Search code examples
pythontensorflowkerasloss-function

How to replace loss function during training tensorflow.keras


I want to replace the loss function related to my neural network during training, this is the network:

model = tensorflow.keras.models.Sequential()
        model.add(tensorflow.keras.layers.Conv2D(32, kernel_size=(3, 3), activation="relu", input_shape=input_shape))
        model.add(tensorflow.keras.layers.Conv2D(64, (3, 3), activation="relu"))
        model.add(tensorflow.keras.layers.MaxPooling2D(pool_size=(2, 2)))
        model.add(tensorflow.keras.layers.Dropout(0.25))
        model.add(tensorflow.keras.layers.Flatten())
        model.add(tensorflow.keras.layers.Dense(128, activation="relu"))
        model.add(tensorflow.keras.layers.Dropout(0.5))
        model.add(tensorflow.keras.layers.Dense(output_classes, activation="softmax"))
        model.compile(loss=tensorflow.keras.losses.categorical_crossentropy, optimizer=tensorflow.keras.optimizers.Adam(0.001), metrics=['accuracy'])
        history = model.fit(x_train, y_train, batch_size=128, epochs=5, validation_data=(x_test, y_test))
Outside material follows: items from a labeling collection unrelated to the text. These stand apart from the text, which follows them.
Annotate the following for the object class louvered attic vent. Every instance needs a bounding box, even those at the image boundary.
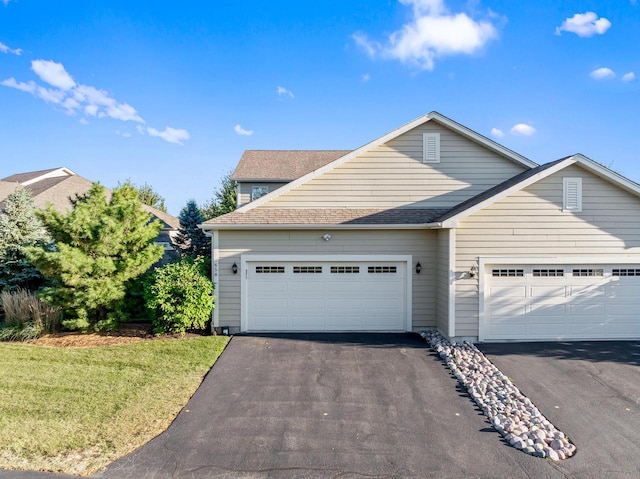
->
[562,178,582,212]
[422,133,440,163]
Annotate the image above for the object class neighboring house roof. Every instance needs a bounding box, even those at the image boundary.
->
[238,111,538,211]
[203,208,446,229]
[2,167,75,186]
[231,150,351,181]
[0,167,180,230]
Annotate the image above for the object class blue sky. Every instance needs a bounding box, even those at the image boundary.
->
[0,0,640,215]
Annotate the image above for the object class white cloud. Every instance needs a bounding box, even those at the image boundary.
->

so now I want to change tensorflow.keras.losses.categorical_crossentropy with another, so I made this:

model.compile(loss=tensorflow.keras.losses.mse, optimizer=tensorflow.keras.optimizers.Adam(0.001), metrics=['accuracy'])
    history = model.fit(x_improve, y_improve, epochs=1, validation_data=(x_test, y_test)) #FIXME bug during training

but I have this error:

ValueError: No gradients provided for any variable: ['conv2d/kernel:0', 'conv2d/bias:0', 'conv2d_1/kernel:0', 'conv2d_1/bias:0', 'dense/kernel:0', 'dense/bias:0', 'dense_1/kernel:0', 'dense_1/bias:0'].

Why? How can I fix it? There is another way to change loss function?

Thanks


Solution

  • So, a straightforward answer I would give is: switch to pytorch if you want to play this kind of games. Since in pytorch you define your training and evaluation functions, it takes just an if statement to switch from a loss function to another one.

    Also, I see in your code that you want to switch from cross_entropy to mean_square_error, the former is suitable for classification the latter for regression, so this is not really something you can do, in the code that follows I switched from mean squared error to mean squared logarithmic error, which are both loss suitable for regression.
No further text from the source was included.